The bullshit I'm talking about is the millions and billions our dear leaders are grifting since 2008 of our taxpayer money. Putin is the only one who can end it for now, and I am not 100% convinced he is not in on it. He loses and it gets worse with no end in sight till SHTF over here and that won't happen till the people are starving.
Proof is in the pudding and the ones who could teach it are and have been bailing for a long time.
@Anon 4:16P,
It was quite clearly understood, and fisked here in about 2 seconds. It's also pure gainsaying on the level of a toddler, from a total dearth of evidence, and extremely unlikely on the face of it. As you could have read if you were keeping up, the Ukes have neither the time nor the space to waste on Potemkin artillery batteries, random Russian strikes mean no place is safe to stage such imaginary dog-and-pony media shows, and even one sat photo of the site of same is Toto revealing the man behind the curtain to the whole world. And you overlook - or more likely, couldn't be bothered to watch in the first place - to your own beclownment, the real-time video shot from their FDC showing the impact area and the scurrying Russian forces under those fires at the other end. Hence the suggestion, absent the slightest proof, is both wrong, and jackassical in the extreme. As is your knee-jerk repetition of same. Better luck when you can speak from evidentiary facts, and not simple juvenile conjecture. The last line of the OP was for you.
@Anon 9:59A,
1) The entire affair has gone on barely 2½ months right this minute.
2) This irregular unit did not spring up overnight out of whole cloth on Day One.
3) They did not get good five minutes before the ITV crew showed up, they've clearly been good for some goodly amount of time prior to last week.
4) Their commander didn't establish his rep with all his men in a single day either.
5) they didn't figure out the drone spotter-adjust fire game last week either.

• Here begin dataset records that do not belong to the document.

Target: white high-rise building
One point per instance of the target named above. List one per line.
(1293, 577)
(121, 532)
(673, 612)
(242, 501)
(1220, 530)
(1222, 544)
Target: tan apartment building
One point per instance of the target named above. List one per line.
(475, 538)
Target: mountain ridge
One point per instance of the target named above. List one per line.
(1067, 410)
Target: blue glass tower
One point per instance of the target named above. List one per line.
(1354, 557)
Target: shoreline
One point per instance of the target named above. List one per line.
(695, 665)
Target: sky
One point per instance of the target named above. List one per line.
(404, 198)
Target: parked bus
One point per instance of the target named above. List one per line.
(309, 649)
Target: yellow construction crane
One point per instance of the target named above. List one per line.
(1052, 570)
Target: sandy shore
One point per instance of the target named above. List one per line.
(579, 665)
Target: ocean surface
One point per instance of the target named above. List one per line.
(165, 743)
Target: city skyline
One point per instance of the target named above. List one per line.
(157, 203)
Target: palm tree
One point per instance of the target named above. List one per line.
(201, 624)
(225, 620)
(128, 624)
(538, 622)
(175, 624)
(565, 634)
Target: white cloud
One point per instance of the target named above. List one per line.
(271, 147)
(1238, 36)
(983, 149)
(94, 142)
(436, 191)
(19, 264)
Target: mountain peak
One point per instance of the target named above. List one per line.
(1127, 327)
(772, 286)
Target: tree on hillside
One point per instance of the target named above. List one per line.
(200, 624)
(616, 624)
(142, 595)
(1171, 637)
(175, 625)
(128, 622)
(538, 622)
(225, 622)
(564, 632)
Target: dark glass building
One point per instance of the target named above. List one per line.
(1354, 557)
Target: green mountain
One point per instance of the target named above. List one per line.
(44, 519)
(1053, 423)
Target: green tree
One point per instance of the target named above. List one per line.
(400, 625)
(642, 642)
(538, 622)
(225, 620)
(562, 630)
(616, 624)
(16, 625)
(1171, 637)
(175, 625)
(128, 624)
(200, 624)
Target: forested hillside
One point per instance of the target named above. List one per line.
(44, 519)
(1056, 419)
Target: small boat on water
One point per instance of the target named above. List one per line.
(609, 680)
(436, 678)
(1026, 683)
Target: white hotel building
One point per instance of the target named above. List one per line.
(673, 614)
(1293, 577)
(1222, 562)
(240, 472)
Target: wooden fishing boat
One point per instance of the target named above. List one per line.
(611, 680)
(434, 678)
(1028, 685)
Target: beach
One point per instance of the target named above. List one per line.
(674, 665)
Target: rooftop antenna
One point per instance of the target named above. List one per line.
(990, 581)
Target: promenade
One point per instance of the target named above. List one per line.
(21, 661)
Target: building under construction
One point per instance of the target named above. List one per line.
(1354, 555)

They have therefore been doing this thing for weeks, and probably only after a couple weeks to form up, draw equipment, and then learn their trade.
That makes a two-month training period completely out of the question in a ten-week (at this point) conflict, and pinches any chance of doing it over even so much as a month down to the wire as well, and makes a two-week train up more likely, not less so, in an active combat zone on the front lines since setting out. Factor in I said what I said nearly three weeks ago, and in reference to looking at the likelihood to train on US systems which, AFAIK, have not even been delivered there to this moment.
These guys were therefore up to speed on that Soviet Cold War era equipment in a couple of weeks, and a month ago.
QED.
I got it right, and the other guy overestimated the difficulty, as originally suggested, by an unknown factor, but probably by two to four times actual.
I'm sure a rump militia artillery battery would have liked one to two months prep and training to figure out WTF they were doing, but given a large, but rapidly dwindling number of Russian troops in their grille, that kind of time is neither necessary, nor possible. That sort of span is a peacetime luxury, and a wartime impossibility.